Details
Jan Martszen II (1609-1647)

The Spanish Army with the Breda Clergymen marching out of the Boschpoort of Breda, October 1637

signed 'M.D. Jonge f.'; black chalk, pen and brown ink, grey wash, incised, brown ink framing lines, on six joined sheets, watermark small posthorn in a cartouche
189 x 998 mm.
Provenance
J. van Haecken (L.2516)
Probably Sir Thomas Beauchamp-Proctor, Langley Park, Norfolk, and by descent to
Sir Christopher Beauchamp, Bt.
Engraved
Anonymous, in reverse (F. Muller, De Nederlandsche Geschiedenis in Platen, Amsterdam, 1863-70, no. 1775, as possibly by C.J. Visscher, after Martszen)

Lot Essay

The Spaniards took Breda by surprise in 1581, but in 1590 the city was recaptured by Prince Maurits of Nassau through a still celebrated action of 68 picked men concealed under turf in a boat.
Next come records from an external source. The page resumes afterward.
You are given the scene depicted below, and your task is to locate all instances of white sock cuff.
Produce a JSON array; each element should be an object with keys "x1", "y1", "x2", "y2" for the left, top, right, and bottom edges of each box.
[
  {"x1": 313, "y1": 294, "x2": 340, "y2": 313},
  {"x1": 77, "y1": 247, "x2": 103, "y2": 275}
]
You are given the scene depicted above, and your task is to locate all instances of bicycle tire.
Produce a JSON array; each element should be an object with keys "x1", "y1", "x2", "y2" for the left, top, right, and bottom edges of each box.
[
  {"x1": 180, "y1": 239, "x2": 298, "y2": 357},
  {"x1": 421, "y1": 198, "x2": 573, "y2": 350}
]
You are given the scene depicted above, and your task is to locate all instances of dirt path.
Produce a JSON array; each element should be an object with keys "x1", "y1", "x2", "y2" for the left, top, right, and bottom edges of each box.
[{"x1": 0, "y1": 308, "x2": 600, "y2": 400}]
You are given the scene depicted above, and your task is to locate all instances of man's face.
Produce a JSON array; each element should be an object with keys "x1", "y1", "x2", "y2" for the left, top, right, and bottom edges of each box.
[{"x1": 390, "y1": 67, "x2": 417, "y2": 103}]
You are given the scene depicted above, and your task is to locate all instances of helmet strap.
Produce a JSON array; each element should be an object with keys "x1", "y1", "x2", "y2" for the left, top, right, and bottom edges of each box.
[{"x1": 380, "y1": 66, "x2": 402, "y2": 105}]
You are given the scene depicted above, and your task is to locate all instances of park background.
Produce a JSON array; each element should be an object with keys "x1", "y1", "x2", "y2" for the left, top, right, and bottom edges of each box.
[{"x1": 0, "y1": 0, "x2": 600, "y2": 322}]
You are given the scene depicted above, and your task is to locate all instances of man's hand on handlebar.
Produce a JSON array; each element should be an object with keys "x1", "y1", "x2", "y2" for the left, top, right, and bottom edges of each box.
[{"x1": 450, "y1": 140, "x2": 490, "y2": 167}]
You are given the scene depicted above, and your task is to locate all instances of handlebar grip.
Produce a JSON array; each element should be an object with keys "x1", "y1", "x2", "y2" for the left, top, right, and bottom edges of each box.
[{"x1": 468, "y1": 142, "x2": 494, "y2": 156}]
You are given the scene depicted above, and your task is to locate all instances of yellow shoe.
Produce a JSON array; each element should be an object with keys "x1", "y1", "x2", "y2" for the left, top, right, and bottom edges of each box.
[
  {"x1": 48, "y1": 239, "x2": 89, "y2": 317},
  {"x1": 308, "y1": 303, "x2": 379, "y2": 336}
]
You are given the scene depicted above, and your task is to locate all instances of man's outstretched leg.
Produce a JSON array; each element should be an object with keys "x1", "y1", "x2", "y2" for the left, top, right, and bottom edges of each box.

The city was captured again by the Spaniards under Spinola after a ten month siege in 1625, a victory celebrated by Velazquez's picture in the Prado, Madrid.
On 21 July 1637 Frederik Hendrik of Orange laid siege to Breda and on 6 October Gomore de Fourdin, Governor of the Spanish Government, surrendered. Breda was ceded to Holland by the Treaty of Westphalia in Münster in 1638. The man in the carriage would seem to be de Fourdin. Cappuchins from the city on the right carry the Cross, the tower of the Onze Lieve Vrouwen Church of Breda beyond.
A detail of the anonymous print after the present lot is illustrated, A.V.M. Berman and others, Geschiedenis van Breda, II, Aspecten van de stedelijke historie 1568-1795, Schiedam, 1977, fig. 11.